Rupiah Menguat ke Rp18.045, Bisakah Tembus Rp17.000?
Baca dalam 60 detik
- Rupiah ditutup menguat 0,14% ke Rp18.045 per dolar AS pada Jumat (10/7/2026), didorong pelemahan indeks dolar AS.
- Ekonom Bank BTN menilai rupiah bisa turun ke Rp17.600 jika tekanan global mereda, perang usai, dan harga minyak di bawah US$70.
- Pelaku pasar mencermati ketegangan AS-Iran dan harga minyak sebagai faktor penentu arah rupiah ke depan.
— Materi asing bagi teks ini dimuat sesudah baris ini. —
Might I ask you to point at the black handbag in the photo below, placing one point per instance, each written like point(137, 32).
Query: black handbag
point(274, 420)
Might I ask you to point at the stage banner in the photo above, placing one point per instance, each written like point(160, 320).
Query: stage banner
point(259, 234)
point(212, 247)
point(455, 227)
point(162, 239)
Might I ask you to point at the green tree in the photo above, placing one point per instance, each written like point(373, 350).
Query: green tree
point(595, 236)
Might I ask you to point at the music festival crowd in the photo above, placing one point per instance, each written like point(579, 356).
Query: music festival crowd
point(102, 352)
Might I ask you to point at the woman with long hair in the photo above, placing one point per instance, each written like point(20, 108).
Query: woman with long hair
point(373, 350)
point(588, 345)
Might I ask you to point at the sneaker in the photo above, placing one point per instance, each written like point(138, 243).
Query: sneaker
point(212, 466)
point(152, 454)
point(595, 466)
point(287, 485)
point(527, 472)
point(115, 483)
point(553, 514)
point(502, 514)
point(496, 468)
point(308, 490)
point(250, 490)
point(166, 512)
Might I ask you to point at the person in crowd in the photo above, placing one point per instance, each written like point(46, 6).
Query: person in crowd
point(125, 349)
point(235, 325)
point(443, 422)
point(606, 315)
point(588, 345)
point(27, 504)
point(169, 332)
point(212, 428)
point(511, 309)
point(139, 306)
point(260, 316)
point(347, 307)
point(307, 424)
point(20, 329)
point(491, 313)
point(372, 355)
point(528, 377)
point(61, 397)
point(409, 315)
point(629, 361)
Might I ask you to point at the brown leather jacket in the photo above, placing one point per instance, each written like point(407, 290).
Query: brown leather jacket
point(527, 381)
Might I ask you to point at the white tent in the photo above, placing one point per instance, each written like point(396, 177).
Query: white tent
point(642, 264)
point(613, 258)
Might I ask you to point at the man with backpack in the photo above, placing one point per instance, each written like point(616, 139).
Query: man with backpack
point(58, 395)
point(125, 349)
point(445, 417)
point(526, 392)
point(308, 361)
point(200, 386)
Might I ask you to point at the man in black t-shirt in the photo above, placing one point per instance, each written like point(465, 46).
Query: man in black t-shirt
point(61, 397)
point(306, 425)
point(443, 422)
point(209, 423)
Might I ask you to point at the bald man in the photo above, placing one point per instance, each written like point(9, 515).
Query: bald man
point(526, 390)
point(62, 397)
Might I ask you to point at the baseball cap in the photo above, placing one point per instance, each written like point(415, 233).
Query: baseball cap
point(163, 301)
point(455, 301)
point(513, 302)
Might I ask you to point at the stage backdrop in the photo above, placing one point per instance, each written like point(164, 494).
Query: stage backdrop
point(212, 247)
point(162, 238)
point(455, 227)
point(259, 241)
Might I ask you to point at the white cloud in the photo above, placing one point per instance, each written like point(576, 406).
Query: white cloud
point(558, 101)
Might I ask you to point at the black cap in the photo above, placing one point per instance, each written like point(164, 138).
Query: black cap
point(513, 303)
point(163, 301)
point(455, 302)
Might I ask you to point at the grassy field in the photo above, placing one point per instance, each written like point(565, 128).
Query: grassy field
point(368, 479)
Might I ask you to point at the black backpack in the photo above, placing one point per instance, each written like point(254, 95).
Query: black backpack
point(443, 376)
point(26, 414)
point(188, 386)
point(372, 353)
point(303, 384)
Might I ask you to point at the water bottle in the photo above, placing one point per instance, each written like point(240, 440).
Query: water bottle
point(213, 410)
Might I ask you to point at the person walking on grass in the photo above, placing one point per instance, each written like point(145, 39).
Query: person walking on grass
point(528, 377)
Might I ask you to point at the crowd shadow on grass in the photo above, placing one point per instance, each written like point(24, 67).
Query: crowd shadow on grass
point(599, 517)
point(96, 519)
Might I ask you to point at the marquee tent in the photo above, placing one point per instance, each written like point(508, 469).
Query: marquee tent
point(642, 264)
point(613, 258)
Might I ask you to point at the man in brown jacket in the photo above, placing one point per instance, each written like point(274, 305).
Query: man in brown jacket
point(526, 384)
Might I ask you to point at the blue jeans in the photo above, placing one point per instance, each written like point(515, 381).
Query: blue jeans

Nilai tukar rupiah terhadap dolar Amerika Serikat berhasil membalikkan tren pelemahan pada perdagangan akhir pekan ini, ditutup menguat tipis di level Rp18.045 per dolar AS. Penguatan ini memicu pertanyaan di kalangan pelaku pasar: apakah rupiah mampu kembali ke kisaran psikologis Rp17.000 dalam waktu dekat?
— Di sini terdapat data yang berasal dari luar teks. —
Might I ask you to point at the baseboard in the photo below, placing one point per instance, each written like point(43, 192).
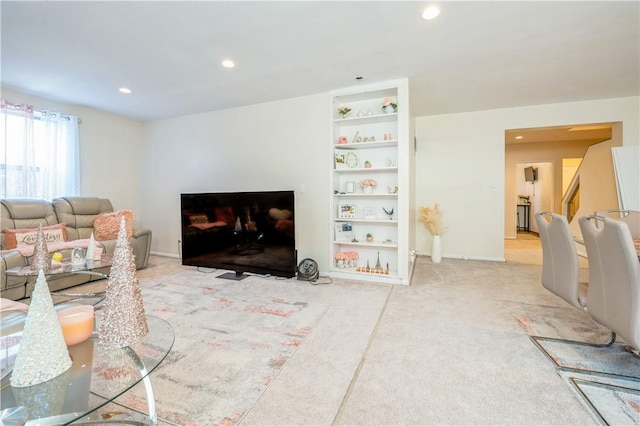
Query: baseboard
point(161, 254)
point(450, 256)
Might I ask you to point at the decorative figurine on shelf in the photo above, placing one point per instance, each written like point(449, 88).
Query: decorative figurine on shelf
point(389, 106)
point(344, 111)
point(388, 213)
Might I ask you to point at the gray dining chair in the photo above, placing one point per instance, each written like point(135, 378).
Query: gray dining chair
point(561, 270)
point(614, 277)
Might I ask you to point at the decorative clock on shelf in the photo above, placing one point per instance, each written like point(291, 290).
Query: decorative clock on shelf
point(352, 160)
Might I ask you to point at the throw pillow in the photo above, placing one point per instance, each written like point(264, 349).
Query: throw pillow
point(107, 225)
point(15, 238)
point(225, 214)
point(198, 218)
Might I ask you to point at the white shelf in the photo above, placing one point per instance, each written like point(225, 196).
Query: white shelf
point(364, 169)
point(363, 195)
point(367, 119)
point(392, 244)
point(363, 145)
point(383, 221)
point(378, 244)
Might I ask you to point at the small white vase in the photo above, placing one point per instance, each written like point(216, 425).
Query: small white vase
point(436, 249)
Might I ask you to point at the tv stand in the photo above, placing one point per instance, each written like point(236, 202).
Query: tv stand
point(235, 276)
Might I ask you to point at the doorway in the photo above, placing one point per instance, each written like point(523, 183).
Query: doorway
point(537, 191)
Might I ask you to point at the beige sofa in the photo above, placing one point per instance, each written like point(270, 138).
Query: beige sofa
point(78, 215)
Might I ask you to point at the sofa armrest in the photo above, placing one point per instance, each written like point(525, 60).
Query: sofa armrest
point(10, 285)
point(143, 239)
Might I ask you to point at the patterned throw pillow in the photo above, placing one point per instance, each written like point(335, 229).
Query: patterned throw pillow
point(15, 238)
point(107, 225)
point(225, 214)
point(198, 218)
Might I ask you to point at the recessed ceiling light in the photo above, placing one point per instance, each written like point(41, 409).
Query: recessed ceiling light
point(430, 12)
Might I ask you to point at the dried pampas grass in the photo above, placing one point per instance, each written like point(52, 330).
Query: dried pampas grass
point(432, 219)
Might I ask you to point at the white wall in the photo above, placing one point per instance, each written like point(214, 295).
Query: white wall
point(461, 165)
point(110, 151)
point(280, 145)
Berdasarkan data Refinitiv, rupiah terapresiasi 0,14% pada Jumat (10/7/2026), setelah sehari sebelumnya berada di posisi terlemah dalam sebulan terakhir. Sepanjang sesi perdagangan, mata uang Garuda bergerak di rentang Rp18.045 hingga Rp18.075 per dolar AS. Penguatan ini sejalan dengan koreksi indeks dolar AS (DXY) yang turun 0,11% ke level 100,788 pada pukul 15.00 WIB.
Ekonom Bank BTN, Myrdal Gunarto, mengungkapkan bahwa untuk menembus level Rp17.000, diperlukan kombinasi kondisi global yang mendukung. "Kalau mau balik di bawah Rp18.000 syaratnya tekanan global mereda, perang beneran selesai, harga minyak turun di bawah 70 dolar per barel, dan pandangan investor global terhadap Indonesia kembali normal," ujarnya. Menurut proyeksi Myrdal, jika skenario itu terwujud, rupiah berpotensi menguat hingga Rp17.600 per dolar AS.
Pelemahan dolar AS terjadi untuk sesi kedua berturut-turut, dipicu oleh eskalasi ketegangan antara Amerika Serikat dan Iran. Meskipun konflik Timur Tengah kembali memanas, pelaku pasar justru lebih fokus pada dampaknya terhadap harga minyak dan inflasi global. Harga minyak mentah yang masih bertahan di atas US$70 per barel menjadi salah satu penghambat utama penguatan rupiah lebih lanjut.
Bagi investor dan pelaku usaha di Indonesia, pergerakan rupiah menjadi perhatian utama karena berdampak langsung pada biaya impor, utang luar negeri, dan daya beli masyarakat. Jika rupiah mampu kembali ke level Rp17.000-an, hal itu akan meringankan beban perusahaan yang memiliki kewajiban dalam dolar AS dan menekan inflasi impor. Namun, ketidakpastian geopolitik dan harga komoditas masih menjadi risiko yang membayangi.
Ke depan, pasar akan mencermati perkembangan negosiasi AS-Iran serta data inflasi AS yang dapat mempengaruhi kebijakan suku bunga Federal Reserve. Apakah rupiah mampu mempertahankan momentum penguatan atau justru kembali tertekan? Jawabannya tergantung pada seberapa cepat kondisi global kondusif terwujud.